From 2010–2014, there have been approximately 2,500 undergraduate transfer students admitted to the University per year. They are thrown into a pool of over 50,000 students, the majority of whom had the opportunity to go through orientation, involvement fair and other University entry-level programs with other incoming freshman. Often, incoming freshmen establish their friend groups and communities within their first year of college, making it difficult for transfer students to find their niche.

The University offers certain programs, such as Longhorn Welcome Week, in order to give transfer students an opportunity to meet one another. But that isn’t enough. Transfer students should have specific resources throughout their first semesters to ask questions, meet new people and feel at home. There is currently only one organization on campus dedicated to this work, called Texas Transfer Students.

Created over the summer by and for transfer students, Texas Transfer Students aims to establish weekly social events as well as academic advising, specifically for transfer students who reach out to their organization. The group hopes to smooth the transition for these students, instead of making them fend for themselves. Unfortunately, the organization is currently self-funded, relying on a GoFundMe page to raise money. 

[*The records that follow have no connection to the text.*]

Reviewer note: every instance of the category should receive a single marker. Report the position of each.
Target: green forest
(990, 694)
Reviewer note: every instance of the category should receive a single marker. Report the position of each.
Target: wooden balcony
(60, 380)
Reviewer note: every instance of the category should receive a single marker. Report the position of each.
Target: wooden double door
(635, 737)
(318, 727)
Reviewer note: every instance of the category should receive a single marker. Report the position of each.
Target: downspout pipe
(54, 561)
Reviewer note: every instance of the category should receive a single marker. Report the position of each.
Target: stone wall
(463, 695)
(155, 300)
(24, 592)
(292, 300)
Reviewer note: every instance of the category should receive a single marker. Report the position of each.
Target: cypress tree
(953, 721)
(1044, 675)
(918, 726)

The quickest and most useful way for the Student Government to aid transfer students, as well as represent their needs, is to grant funding to this organization. The group dedicated to helping students feel less alone shouldn’t have to be alone in the process. There are a variety of reasons a student might be transferring to UT — coming from a two-year institution, looking for a new, more pleasant experience or maybe were unable to get into UT from high school. Whatever the reason, these students are looking to be a part of a wonderful yet vast community. The University should show them that they want them here as well.